I was recently driving a rental car full of advanced features that car companies hail will help me get from point A to point B safely. But in fact, I felt the car company labeled me an inattentive, high-risk driver in need of a crutch to protect me and those around me. These features actually made me just that, an inattentive high-risk driver, because the features were nothing but a huge distraction. The rear-view mirrors were flashing messages that someone was in my blind spot, which took my attention from the road (even though I didn’t want to change lanes). I was fighting the wheel when changing lanes because it was trying to keep me within the lines. My flasher was on but it was still a battle, which took my concentration from the road. Was this technology helping me? Was it improving my driving habits? Not at all.
In addition, when someone else took the wheel, he tried to pass on the right but we were forced on to the shoulder to avoid colliding with another car changing lanes and who didn’t know he was being overtaken on the right. The car’s safety features weren’t prepared to save us from other inattentive drivers.
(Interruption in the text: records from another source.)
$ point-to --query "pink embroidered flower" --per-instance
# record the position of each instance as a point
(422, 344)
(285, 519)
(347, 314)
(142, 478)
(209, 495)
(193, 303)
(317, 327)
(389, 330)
I have a solid driving record, and always do a shoulder check so I don’t need or want these features but they were forced on me by someone who didn’t ask what I needed.
So, what about technology in the classroom? I feel it’s the same as driving a high-tech car. In Teaching Naked, Bowen tells us that “it is certainly not necessary to give [technology] to everyone what only a few really need” (2012, p. 269). I feel that it would be great to ask students what they need to succeed in the classroom. Do they need laptops, video assignments, paper-based assignments, recorded lessons, etc.? At first, they probably won’t know what they need to succeed in your course or in higher education in general, but you could ask and have the discussion. Bowen (2012) feels a good Wi-Fi and projector is all that is really needed and additional technology is based on request. So, be careful not to take your students’ focus off the road, sorry, I meant focus off of learning with unnecessary technology.
Perhaps, when we own a Tesla and don’t have to drive at all, and with Google we also don’t have to learn many facts at all.